Why are we not using Docker? We are migrating Plone 4.3 to 5.2. We use DigitalOcean standard droplets. We are used to Buildout. These are not Docker deployments. We are starting some Volto developments, and did not want to change our standard deployment yet.

Running yarn build on the server took half an hour, and then broke, so that was not a solution. We had to upgrade the server to run the build.

The solution was to automate the process. Automate add-on package creation, frontend package compilation.

Problem: we are using private repositories, so could not use the public npmjs registry for packages. Do something private? This is not that easy.

Verdaccio to the rescue. This is a private npm repository, which proxies to the real npmjs for public packages. We configured this to work only in authenticated mode. We needed to configure npm and yarn to use authentication.

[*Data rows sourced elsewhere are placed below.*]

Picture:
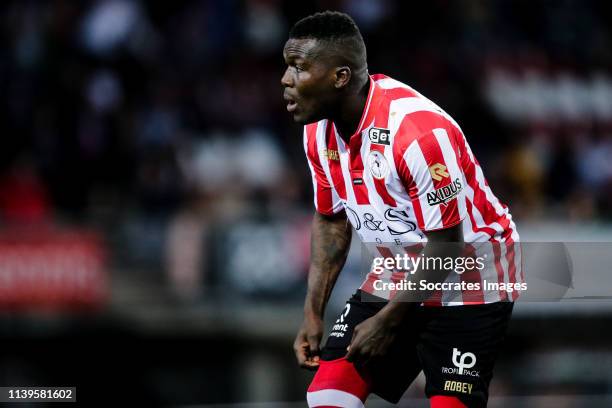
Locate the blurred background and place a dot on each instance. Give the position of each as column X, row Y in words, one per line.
column 155, row 200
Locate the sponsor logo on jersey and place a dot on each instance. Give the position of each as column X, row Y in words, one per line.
column 438, row 171
column 380, row 136
column 379, row 167
column 330, row 154
column 444, row 194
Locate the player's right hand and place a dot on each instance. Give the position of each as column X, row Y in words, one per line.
column 306, row 344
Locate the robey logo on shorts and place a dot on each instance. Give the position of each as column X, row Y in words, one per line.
column 462, row 362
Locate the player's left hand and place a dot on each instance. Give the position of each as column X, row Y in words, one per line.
column 371, row 339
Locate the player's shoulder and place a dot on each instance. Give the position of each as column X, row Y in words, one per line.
column 412, row 116
column 310, row 137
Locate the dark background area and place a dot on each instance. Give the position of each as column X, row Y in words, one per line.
column 155, row 200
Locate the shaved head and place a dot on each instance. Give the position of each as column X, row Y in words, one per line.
column 338, row 40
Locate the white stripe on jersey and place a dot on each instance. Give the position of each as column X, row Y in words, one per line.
column 452, row 163
column 333, row 398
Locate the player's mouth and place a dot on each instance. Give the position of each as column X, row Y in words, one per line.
column 291, row 103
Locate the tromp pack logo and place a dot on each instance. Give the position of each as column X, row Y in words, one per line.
column 462, row 362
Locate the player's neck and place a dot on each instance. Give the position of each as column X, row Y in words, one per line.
column 351, row 111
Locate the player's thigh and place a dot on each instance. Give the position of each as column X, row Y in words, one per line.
column 458, row 348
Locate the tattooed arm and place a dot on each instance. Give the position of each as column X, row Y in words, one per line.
column 329, row 246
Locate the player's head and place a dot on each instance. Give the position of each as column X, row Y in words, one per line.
column 326, row 61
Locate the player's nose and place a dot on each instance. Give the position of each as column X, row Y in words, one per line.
column 286, row 80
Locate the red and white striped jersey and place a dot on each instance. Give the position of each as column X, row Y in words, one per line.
column 409, row 169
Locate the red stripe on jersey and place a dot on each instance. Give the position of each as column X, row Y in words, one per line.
column 470, row 210
column 335, row 168
column 503, row 295
column 511, row 266
column 324, row 201
column 340, row 375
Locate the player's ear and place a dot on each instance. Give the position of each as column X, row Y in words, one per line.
column 342, row 77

We setup a pipeline in GitLab. When a pull request of a Volto add-on is merged, a package is created and published. When a pull request for the front end is merged, the frontend is built and copied to the server with scp and then a supervisor restart. When finished an e-mail is sent through MailJet api.

GitLab CI configuration is hard. You have stages, steps, artefacts. Artefacts are shared beween jobs, but not between pipelines. Use artefacts to cache already built things. Use variables for everything. We share configuration in a GitHub repos and sync it to other repos with a Python script.

Links to the configuration can be seen at labur.eus/deploy-volto.